At the recent American Society of Pension Actuaries (ASPA) 401(k) Sales Summit in Orlando, Florida, Supovitz said that four major types of fees often brought into the discussion: 12b-1 fees, sub-transfer agency fees, finder’s fees, and management fee rebates.   Supovitz said that the fund companies are trying to phase out the finder’s fees, enforce increased standards for the sub-transfer agency fees and decrease the management fee rebates.   Additionally, Supovitz suggested that the fund companies would implement share class restrictions by plan size (see also What You Don’t Know Can Hurt You ).

Supovitz agreed with others at the conference and said that there are likely to be mandated disclosure of fees and revenue sharing agreements, but went further in suggesting that participant statements might also include fee reporting, so it is not only disclosed to the plan sponsor, but participants as well.

While the revenue sharing arrangements are not a new phenomena, many remain confused about their purpose and composition.  Plan sponsors seeking clarity on the issue should consider the following”

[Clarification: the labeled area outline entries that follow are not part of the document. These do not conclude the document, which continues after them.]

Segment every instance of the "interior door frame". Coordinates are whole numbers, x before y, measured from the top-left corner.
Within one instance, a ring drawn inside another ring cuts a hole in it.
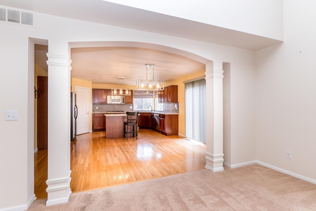
[[[87,90],[88,90],[88,102],[87,102],[87,104],[88,105],[88,118],[87,118],[87,125],[88,125],[88,130],[87,131],[87,132],[90,132],[90,123],[91,123],[91,121],[90,121],[90,119],[91,119],[91,89],[89,87],[82,87],[82,86],[75,86],[75,93],[77,94],[77,103],[78,103],[78,93],[77,92],[77,89],[78,88],[81,88],[81,89],[87,89]],[[79,113],[79,112],[78,112]],[[78,117],[77,117],[78,118]],[[78,131],[78,122],[77,122],[77,126],[76,126],[76,131]]]

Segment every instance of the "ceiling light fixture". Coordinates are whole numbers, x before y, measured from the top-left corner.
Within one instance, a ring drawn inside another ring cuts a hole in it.
[[[124,77],[118,77],[118,88],[112,88],[112,95],[130,95],[130,89],[124,88],[124,82],[123,82],[123,88],[119,87],[120,79],[124,80]]]
[[[145,65],[146,67],[146,80],[137,80],[136,81],[136,90],[163,90],[164,87],[163,86],[163,81],[155,81],[154,79],[154,68],[155,65],[154,64],[148,64]],[[149,67],[153,68],[153,80],[149,80],[148,76],[148,68]]]

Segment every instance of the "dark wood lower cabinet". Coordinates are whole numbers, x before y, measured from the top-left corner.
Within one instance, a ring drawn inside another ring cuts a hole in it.
[[[166,135],[178,135],[177,115],[159,114],[159,132]]]
[[[92,131],[105,130],[104,114],[92,114]]]
[[[139,121],[140,121],[140,127],[152,128],[152,113],[150,112],[141,113],[139,117]]]

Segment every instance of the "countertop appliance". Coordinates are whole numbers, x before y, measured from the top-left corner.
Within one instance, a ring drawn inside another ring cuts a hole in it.
[[[78,116],[78,108],[77,103],[77,94],[71,92],[70,93],[71,109],[70,109],[70,138],[73,141],[76,139],[77,135],[77,119]]]
[[[120,95],[107,96],[107,103],[110,104],[122,104],[125,103],[125,96]]]

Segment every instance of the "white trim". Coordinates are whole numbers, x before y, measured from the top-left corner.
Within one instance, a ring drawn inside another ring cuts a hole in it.
[[[180,136],[182,136],[184,138],[187,138],[187,136],[186,136],[185,135],[184,135],[183,134],[181,133],[178,133],[178,135]]]
[[[272,169],[274,170],[276,170],[278,171],[280,171],[282,173],[286,173],[286,174],[293,176],[294,177],[298,178],[299,179],[303,179],[303,180],[305,180],[308,182],[311,182],[313,184],[316,184],[316,180],[315,179],[313,179],[311,178],[308,178],[305,176],[303,176],[302,175],[298,174],[292,171],[290,171],[289,170],[285,170],[283,169],[279,168],[278,167],[275,167],[274,166],[272,166],[269,164],[266,164],[265,163],[261,162],[261,161],[257,161],[257,163],[261,166],[263,166],[264,167],[268,167],[268,168]]]
[[[28,209],[30,208],[30,206],[31,206],[31,205],[32,205],[32,203],[33,203],[33,202],[34,201],[35,201],[36,200],[36,196],[35,195],[35,194],[33,195],[33,197],[32,197],[31,199],[30,199],[30,200],[29,200],[29,201],[28,202]]]
[[[27,206],[21,205],[20,206],[11,207],[8,208],[0,209],[0,211],[23,211],[28,209]]]
[[[68,191],[68,195],[67,197],[64,198],[61,198],[56,199],[47,200],[46,202],[46,206],[50,206],[51,205],[57,205],[58,204],[66,203],[69,201],[69,198],[70,197],[70,194],[71,194],[72,191],[70,188]]]
[[[209,166],[205,165],[205,168],[213,172],[221,171],[222,170],[224,170],[224,167],[220,167],[218,168],[213,169],[212,167],[210,167]]]

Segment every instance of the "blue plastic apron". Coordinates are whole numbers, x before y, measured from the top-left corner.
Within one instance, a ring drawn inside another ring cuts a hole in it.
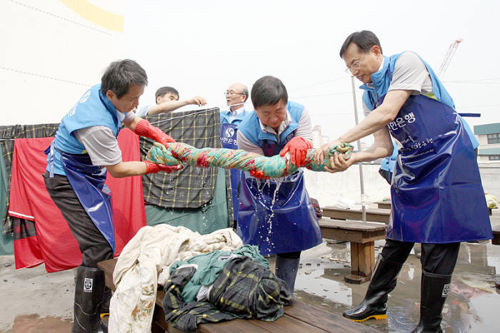
[[[54,141],[50,147],[51,164]],[[46,153],[48,153],[46,150]],[[111,191],[104,184],[106,168],[92,165],[89,154],[68,154],[60,151],[61,160],[68,180],[87,215],[115,252],[114,223]],[[51,177],[53,177],[51,165]]]
[[[391,185],[387,238],[424,243],[491,239],[476,156],[456,112],[423,95],[411,96],[387,126],[403,145]]]
[[[222,147],[229,149],[238,149],[236,144],[236,128],[237,124],[221,123],[221,143]],[[239,210],[239,201],[238,200],[238,183],[241,176],[241,170],[239,169],[231,169],[231,189],[233,195],[233,217],[234,220],[238,218],[238,211]]]
[[[286,143],[265,143],[264,155],[279,153]],[[267,180],[241,173],[240,188],[237,232],[244,244],[257,245],[261,255],[268,255],[302,251],[321,242],[301,169]]]

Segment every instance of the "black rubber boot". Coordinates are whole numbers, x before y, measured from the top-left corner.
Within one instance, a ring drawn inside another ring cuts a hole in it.
[[[79,266],[75,285],[74,332],[99,332],[99,309],[104,292],[104,272],[99,268]]]
[[[414,332],[441,333],[441,312],[450,290],[451,275],[428,273],[422,270],[420,287],[420,321]]]
[[[285,282],[288,288],[290,290],[290,293],[292,297],[294,294],[294,288],[295,287],[295,279],[297,277],[297,271],[299,270],[299,258],[286,258],[284,257],[276,256],[276,270],[275,275]]]
[[[99,321],[100,331],[104,333],[108,332],[108,319],[109,319],[109,302],[111,300],[111,290],[104,287],[104,294],[102,297],[102,304],[99,309],[101,320]]]
[[[384,259],[379,255],[375,271],[371,275],[364,299],[357,307],[344,311],[343,316],[354,322],[364,322],[369,319],[387,318],[386,302],[388,294],[396,287],[396,283],[402,264]]]

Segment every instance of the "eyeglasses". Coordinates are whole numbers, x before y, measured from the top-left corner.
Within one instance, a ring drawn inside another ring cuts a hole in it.
[[[363,61],[363,59],[364,59],[364,57],[366,56],[368,53],[364,53],[362,57],[359,58],[357,61],[356,61],[354,63],[353,63],[351,66],[348,66],[347,68],[345,69],[346,73],[352,73],[352,71],[355,69],[359,69],[359,67],[361,66],[361,61]]]
[[[232,90],[226,90],[226,92],[224,93],[224,95],[228,96],[231,96],[232,95],[234,95],[235,93],[239,93],[240,95],[244,95],[243,93],[238,93],[237,91],[233,91]]]

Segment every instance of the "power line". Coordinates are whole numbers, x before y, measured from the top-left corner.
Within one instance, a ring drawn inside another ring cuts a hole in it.
[[[290,89],[290,91],[295,91],[297,90],[304,89],[306,88],[315,87],[316,86],[321,86],[322,84],[329,83],[331,82],[335,82],[336,81],[341,80],[342,78],[349,78],[349,76],[339,76],[338,78],[334,78],[331,80],[326,80],[326,81],[318,82],[316,83],[309,84],[307,86],[302,86],[301,87],[299,87],[299,88],[294,88],[293,89]]]
[[[19,69],[9,68],[7,67],[4,67],[4,66],[0,67],[0,68],[4,69],[6,71],[10,71],[14,72],[14,73],[19,73],[21,74],[31,75],[33,76],[36,76],[39,78],[48,78],[49,80],[58,81],[61,81],[61,82],[66,82],[66,83],[76,84],[78,86],[83,86],[84,87],[90,87],[92,86],[91,84],[81,83],[80,82],[75,82],[75,81],[71,81],[69,80],[64,80],[64,78],[54,78],[52,76],[47,76],[46,75],[37,74],[36,73],[30,73],[30,72],[27,72],[26,71],[20,71]]]

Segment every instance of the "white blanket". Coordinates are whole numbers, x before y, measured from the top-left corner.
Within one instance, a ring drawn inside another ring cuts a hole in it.
[[[109,332],[151,331],[157,285],[165,284],[175,261],[241,246],[231,228],[201,235],[184,227],[143,227],[124,247],[113,272],[116,290],[109,306]]]

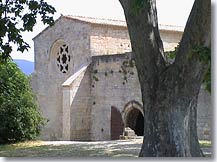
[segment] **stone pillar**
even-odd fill
[[[70,109],[71,109],[71,90],[69,86],[63,86],[63,139],[70,141]]]

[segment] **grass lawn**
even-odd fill
[[[200,141],[202,148],[209,149],[210,141]],[[141,144],[130,143],[74,143],[47,145],[43,141],[30,141],[0,145],[0,157],[138,157]],[[209,155],[210,156],[210,155]]]

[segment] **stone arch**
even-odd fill
[[[111,107],[111,140],[120,139],[124,131],[124,123],[121,112],[114,106]]]
[[[49,58],[51,61],[54,61],[58,71],[62,73],[67,73],[69,71],[71,57],[70,47],[67,42],[59,39],[53,43]]]
[[[124,127],[130,127],[135,134],[142,136],[144,133],[144,112],[142,105],[137,101],[128,102],[123,111]]]

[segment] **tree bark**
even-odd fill
[[[119,0],[125,13],[144,108],[144,140],[139,156],[202,156],[196,103],[207,65],[194,46],[210,46],[210,1],[195,0],[175,62],[166,66],[155,0]]]

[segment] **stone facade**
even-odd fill
[[[182,31],[160,26],[166,50],[174,49]],[[117,128],[127,127],[142,135],[140,84],[124,21],[62,16],[34,38],[34,45],[32,87],[48,119],[41,139],[109,140],[120,133]],[[205,92],[198,107],[199,137],[210,139]]]

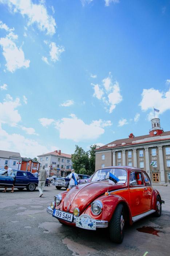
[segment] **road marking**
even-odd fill
[[[27,214],[27,215],[28,216],[30,216],[30,217],[32,217],[32,218],[34,218],[34,219],[35,219],[35,217],[33,217],[32,215],[29,215],[29,214]],[[39,215],[39,214],[34,214],[34,215]]]

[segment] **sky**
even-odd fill
[[[169,131],[170,0],[0,0],[0,149]]]

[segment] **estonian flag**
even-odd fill
[[[154,111],[155,112],[157,112],[158,113],[159,113],[159,109],[156,109],[155,108],[154,108]]]
[[[119,179],[116,177],[115,176],[111,173],[109,173],[109,182],[112,184],[116,184],[119,181]]]
[[[75,177],[74,177],[74,174],[73,173],[72,173],[72,178],[73,180],[74,180],[75,185],[77,185],[77,184],[78,184],[78,183],[77,181],[76,180],[76,179],[75,178]]]

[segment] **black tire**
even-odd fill
[[[34,183],[31,183],[27,186],[26,188],[28,191],[34,191],[36,188],[36,186]]]
[[[122,204],[119,204],[116,207],[109,226],[111,240],[118,244],[121,243],[124,232],[124,211]]]
[[[159,196],[157,197],[157,210],[155,213],[156,217],[160,217],[162,212],[162,202]]]

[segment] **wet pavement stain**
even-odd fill
[[[142,227],[139,227],[138,229],[137,229],[137,230],[139,231],[139,232],[151,234],[152,235],[155,235],[155,236],[157,236],[158,237],[159,236],[159,235],[158,234],[158,233],[162,233],[162,231],[157,230],[156,229],[154,229],[153,227],[145,227],[145,226],[143,226]]]

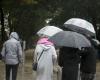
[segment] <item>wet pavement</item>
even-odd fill
[[[35,80],[36,78],[36,72],[32,70],[32,54],[31,52],[26,52],[28,54],[26,56],[25,63],[22,65],[19,65],[17,80]],[[100,61],[97,62],[97,74],[96,74],[96,80],[100,80]],[[57,72],[54,73],[54,80],[57,79]],[[0,61],[0,80],[5,80],[5,67],[4,63]]]

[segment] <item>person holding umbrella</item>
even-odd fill
[[[57,54],[54,44],[48,38],[60,31],[62,29],[55,26],[46,26],[37,32],[40,39],[34,53],[34,63],[38,63],[36,80],[53,80],[53,66],[57,61]]]
[[[97,41],[93,25],[81,18],[71,18],[64,23],[64,27],[84,35],[91,42],[90,48],[84,48],[79,52],[81,56],[80,71],[81,80],[94,80],[96,74]]]
[[[59,50],[59,65],[62,67],[62,80],[78,79],[78,64],[82,48],[91,47],[90,41],[83,35],[72,31],[61,31],[49,38]]]
[[[5,63],[6,80],[16,80],[19,63],[23,61],[22,48],[16,32],[10,34],[9,40],[3,45],[1,54]],[[12,77],[10,74],[12,74]]]

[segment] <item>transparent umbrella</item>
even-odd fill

  • 12b-1 fees are service fees paid by a mutual fund to a broker or recordkeepers out of the fund’s assets to cover distribution expenses such as advertising and marketing the funds to new investors, as well as paying for shareholder service expenses. 
  • Sub-transfer agency fees are part of the “other expenses” outlined in the prospectuses which represent a portion of the fund transfer agent compensation set aside for shareholder recordkeeping and accounting services. These are exactly the types of services provided by third-party administrators in most defined contribution arrangements.   These fees can be both variable and negotiable, as well as being either asset-based or flat fees.
  • Finder’s fees are a common practice whose payments do not come from fund assets, and are not disclosed via the prospectus.   These fees are paid from the fund company to the broker-dealer, and are sometimes disclosed in the prospectuses.   While rates of payment vary somewhat, it is quite common for the finder to receive a check for roughly 100 basis points of the first $1 million in assets delivered, with a declining fee scale after that.
  • Management fee rebates are highly negotiable fees, not disclosed in prospectuses, paid by the fund companies to major 401(k) distributors.